If they want to do this, I think they should also write this:
We’ll add the following text to the methodological details we note when we report on Gallup, NYT, Pew, etc etc surveys and link to the additional information prepared by the survey organization:
“Most surveys report a margin of error that represents some, but not all, potential survey errors. [Survey organization] reports include a model-based margin of error, which rests on a specific set of statistical assumptions about the selected sample, rather than the standard methodology for random probability sampling. If these assumptions are wrong, the model-based margin of error may also be inaccurate.”
Blumenthal and Jackson also found this charming 2009 quote from Gary Langer, “then ABC News director of polling”:
By claiming sampling error, samples taken outside that framework try to nose their way out of the yard and into the house.

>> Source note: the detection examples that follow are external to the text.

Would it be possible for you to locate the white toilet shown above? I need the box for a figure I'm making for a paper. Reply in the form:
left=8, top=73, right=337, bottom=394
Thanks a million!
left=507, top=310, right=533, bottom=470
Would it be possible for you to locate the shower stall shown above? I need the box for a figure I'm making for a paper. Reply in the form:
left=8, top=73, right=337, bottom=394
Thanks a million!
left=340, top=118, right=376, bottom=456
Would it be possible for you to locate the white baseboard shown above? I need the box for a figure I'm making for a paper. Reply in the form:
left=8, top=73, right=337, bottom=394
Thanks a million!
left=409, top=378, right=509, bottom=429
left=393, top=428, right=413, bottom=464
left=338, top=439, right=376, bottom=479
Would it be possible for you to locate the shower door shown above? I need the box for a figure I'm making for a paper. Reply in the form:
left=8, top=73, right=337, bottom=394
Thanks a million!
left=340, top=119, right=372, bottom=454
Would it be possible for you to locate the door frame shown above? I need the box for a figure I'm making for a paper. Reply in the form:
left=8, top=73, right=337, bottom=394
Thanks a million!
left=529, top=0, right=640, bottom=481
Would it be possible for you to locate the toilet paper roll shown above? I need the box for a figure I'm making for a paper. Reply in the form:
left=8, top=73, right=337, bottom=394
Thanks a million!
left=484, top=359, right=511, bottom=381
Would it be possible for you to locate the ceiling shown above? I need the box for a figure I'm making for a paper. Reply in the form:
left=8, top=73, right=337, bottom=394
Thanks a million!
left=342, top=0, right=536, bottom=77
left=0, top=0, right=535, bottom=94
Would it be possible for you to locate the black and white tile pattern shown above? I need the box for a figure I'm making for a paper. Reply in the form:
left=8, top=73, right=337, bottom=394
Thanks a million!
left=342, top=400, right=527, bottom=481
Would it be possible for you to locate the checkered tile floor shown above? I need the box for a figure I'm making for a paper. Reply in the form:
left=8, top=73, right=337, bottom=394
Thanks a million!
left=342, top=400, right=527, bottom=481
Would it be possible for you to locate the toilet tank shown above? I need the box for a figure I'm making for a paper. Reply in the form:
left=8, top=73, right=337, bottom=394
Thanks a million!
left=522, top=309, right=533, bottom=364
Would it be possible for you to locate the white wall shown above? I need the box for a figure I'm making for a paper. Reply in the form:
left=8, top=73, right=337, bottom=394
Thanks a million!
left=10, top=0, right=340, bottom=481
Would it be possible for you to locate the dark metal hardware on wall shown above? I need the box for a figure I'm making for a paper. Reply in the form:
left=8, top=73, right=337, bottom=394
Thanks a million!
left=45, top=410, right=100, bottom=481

They don’t belong there. I have yet to hear any reasonable theoretical justification for the calculation of sampling error with a convenience sample.
Speaking from the yard, or perhaps the doghouse, let me just say that I have yet to hear any reasonable theoretical justification for the calculation of sampling error with a survey with 90 percent nonresponse rate.
Speaking as a statistician, I hate hate hate hate hate when people throw around tough-guy phrases such as “I have yet to hear any reasonable theoretical justification.” I’m sure this guy has some practical expertise, and if he thinks this expertise is relevant to his evaluations, he can make the case. That makes more sense than just talking about “theoretical justification” as if he knows what he’s talking about.
P.S. Yes, this is an insiders’ discussion but it’s relevant to political science and politics, as a lot of what we know about public opinion comes from polls.